In connection with changes in services in Poland, both composition and situation of the middle class have changed, while the prevailing ideology is sometimes used, whenever a “desirable” situation occurs, to manipulate the concept of middle class and goes as far as suggest its complete liquidation calling it “an upper class force threatening the foundations of socialism...”

There has not been settled satisfactorily as yet a fundamental question of boundaries among social and non-social types and forms of ownership existing in Poland.

The literature of the subject has not emphasized strongly enough relations between economic, political, cultural, ideological and awareness characteristics of classes, which generates a tendency to attribute mechanically to aggregations considered to be classes oftentime outdated, traditional- -historical political, cultural, awareness, etc. characteristics. Descriptions of the Polish middle class often contain stereotypes based on superficial observations of West-European sociaties from the 19th century and the Russian society till the 30’s of the present century.

The analysis of a specific situation of the middle class allows to propose for verification the following typology of the contemporary Polish middle class: A — Narrowly — middle class type; B — Widely-middle class type; and C — Open-middle class type, which is divided into: (1) widely- -middle class type, (2) proletariat-working class type; (3) peasant type, (4) intelligentsia type, (5) socialized type, (6) opportunist type.

Till the present time, there has not come out in Poland a single book publication devoted exclusively to the middle class as a certain whole class. The results of studies completed hitherto are not comparable and they are unable to abolish existing stereotypes of the official propaganda.

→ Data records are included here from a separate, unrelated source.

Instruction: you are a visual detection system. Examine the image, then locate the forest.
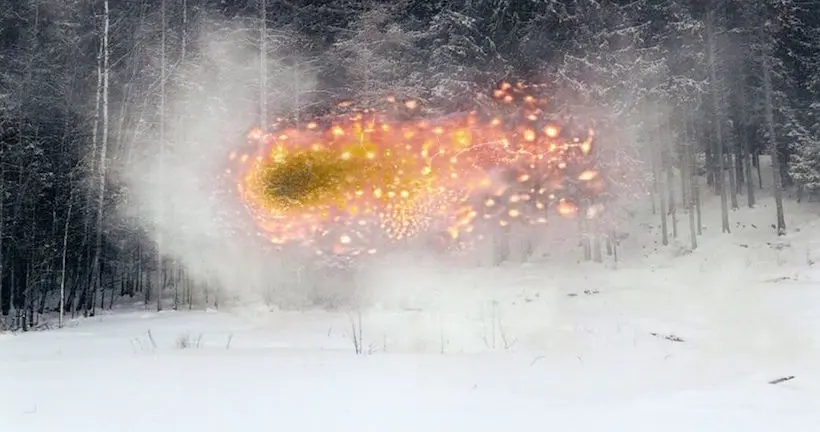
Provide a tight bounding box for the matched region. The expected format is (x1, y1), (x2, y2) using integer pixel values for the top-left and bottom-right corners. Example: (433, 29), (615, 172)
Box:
(0, 0), (820, 330)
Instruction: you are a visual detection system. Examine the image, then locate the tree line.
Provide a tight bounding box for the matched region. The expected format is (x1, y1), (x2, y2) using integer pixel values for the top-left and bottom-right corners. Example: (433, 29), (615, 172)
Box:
(0, 0), (820, 329)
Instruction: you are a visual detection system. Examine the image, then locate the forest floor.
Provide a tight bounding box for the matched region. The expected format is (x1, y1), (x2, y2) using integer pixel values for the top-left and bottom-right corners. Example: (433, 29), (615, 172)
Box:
(0, 191), (820, 432)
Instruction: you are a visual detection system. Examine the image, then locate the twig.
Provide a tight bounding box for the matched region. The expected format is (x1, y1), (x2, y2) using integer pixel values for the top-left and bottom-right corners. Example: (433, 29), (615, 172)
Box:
(769, 375), (794, 384)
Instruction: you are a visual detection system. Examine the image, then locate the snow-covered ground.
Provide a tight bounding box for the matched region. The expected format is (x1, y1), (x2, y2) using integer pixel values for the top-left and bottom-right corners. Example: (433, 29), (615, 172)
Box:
(0, 193), (820, 432)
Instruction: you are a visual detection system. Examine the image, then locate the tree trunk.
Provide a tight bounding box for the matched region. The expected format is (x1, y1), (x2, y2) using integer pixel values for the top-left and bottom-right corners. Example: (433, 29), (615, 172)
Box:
(259, 0), (268, 143)
(738, 72), (755, 208)
(707, 2), (731, 233)
(761, 53), (786, 236)
(91, 0), (110, 315)
(156, 0), (167, 311)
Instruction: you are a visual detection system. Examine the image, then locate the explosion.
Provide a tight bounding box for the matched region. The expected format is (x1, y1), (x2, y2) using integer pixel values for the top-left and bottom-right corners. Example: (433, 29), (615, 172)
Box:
(229, 82), (604, 257)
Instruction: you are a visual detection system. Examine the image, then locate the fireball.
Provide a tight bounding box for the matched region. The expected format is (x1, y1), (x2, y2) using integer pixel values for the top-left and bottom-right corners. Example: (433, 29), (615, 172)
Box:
(230, 83), (599, 256)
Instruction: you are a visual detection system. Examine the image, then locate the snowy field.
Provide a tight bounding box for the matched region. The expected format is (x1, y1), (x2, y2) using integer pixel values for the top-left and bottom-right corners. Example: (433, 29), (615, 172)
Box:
(0, 194), (820, 432)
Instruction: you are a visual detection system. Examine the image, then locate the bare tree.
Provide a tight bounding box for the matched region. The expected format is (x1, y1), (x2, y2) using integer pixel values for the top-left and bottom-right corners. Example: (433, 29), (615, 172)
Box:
(760, 50), (786, 236)
(706, 5), (731, 233)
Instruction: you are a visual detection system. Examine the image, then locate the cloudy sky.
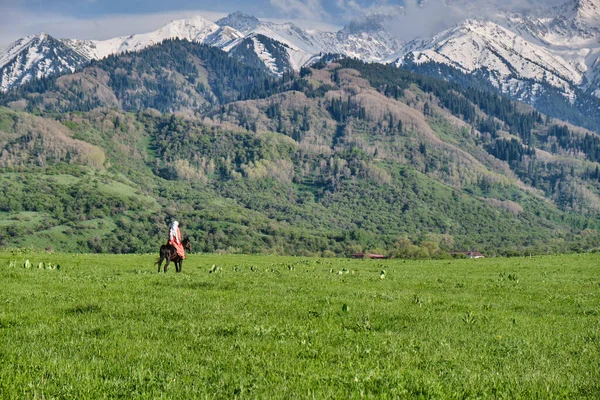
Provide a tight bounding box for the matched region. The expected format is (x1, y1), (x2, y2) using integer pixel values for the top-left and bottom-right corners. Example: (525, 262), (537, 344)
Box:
(0, 0), (567, 46)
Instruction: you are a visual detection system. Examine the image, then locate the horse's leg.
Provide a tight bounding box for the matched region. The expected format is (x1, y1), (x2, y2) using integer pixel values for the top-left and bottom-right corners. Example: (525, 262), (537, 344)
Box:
(156, 254), (164, 273)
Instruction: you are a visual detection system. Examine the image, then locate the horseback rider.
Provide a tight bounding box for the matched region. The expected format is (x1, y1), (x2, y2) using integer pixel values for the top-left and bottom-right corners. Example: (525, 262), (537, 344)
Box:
(167, 221), (186, 259)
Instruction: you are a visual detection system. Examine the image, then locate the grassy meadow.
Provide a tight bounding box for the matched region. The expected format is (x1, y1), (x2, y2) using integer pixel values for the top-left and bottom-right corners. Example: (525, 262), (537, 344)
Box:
(0, 253), (600, 399)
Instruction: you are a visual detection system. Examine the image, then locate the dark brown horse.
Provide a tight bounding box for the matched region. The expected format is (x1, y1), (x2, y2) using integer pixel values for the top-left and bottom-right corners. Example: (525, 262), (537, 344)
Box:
(155, 238), (192, 272)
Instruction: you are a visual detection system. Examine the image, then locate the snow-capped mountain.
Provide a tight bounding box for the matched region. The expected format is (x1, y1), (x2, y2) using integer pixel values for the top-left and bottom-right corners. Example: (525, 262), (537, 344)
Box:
(0, 12), (403, 91)
(398, 0), (600, 100)
(0, 33), (89, 91)
(0, 0), (600, 101)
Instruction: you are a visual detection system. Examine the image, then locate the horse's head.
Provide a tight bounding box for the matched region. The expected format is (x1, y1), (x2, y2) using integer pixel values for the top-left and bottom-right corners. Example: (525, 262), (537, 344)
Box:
(181, 237), (192, 251)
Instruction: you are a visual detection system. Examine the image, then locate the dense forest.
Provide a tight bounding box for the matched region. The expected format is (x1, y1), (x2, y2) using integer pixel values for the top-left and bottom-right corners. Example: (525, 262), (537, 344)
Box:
(0, 40), (600, 258)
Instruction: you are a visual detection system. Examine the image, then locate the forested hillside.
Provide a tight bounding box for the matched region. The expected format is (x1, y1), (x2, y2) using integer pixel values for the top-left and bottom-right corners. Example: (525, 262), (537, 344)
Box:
(0, 41), (600, 257)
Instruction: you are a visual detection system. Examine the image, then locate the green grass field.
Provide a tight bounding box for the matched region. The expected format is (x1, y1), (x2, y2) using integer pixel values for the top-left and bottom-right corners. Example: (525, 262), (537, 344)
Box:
(0, 253), (600, 399)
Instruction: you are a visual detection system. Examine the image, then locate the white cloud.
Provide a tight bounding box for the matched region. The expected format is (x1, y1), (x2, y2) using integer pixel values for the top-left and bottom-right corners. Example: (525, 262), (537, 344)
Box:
(269, 0), (329, 21)
(0, 7), (227, 46)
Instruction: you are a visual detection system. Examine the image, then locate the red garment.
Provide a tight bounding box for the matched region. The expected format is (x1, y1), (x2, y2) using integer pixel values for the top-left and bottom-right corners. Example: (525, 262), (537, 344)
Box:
(169, 227), (185, 258)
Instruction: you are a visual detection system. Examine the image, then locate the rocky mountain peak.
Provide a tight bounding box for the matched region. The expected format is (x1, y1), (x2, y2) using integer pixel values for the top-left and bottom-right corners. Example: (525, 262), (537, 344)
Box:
(216, 11), (261, 33)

The past studies concerned as a rule either broader issues of social differentiation of urban and rural population or they were describing selected middle class categories.

Finally, it could be said that our knowledge about the middle class really existing in Poland is at least unsatisfactory if not fictitious in fact. Hence an urgent need for a comprehensive examination of these problems so that, among others, ignorance about the social reality could not be utilized by doctrinaires and manipulators as tools of a harmful policy.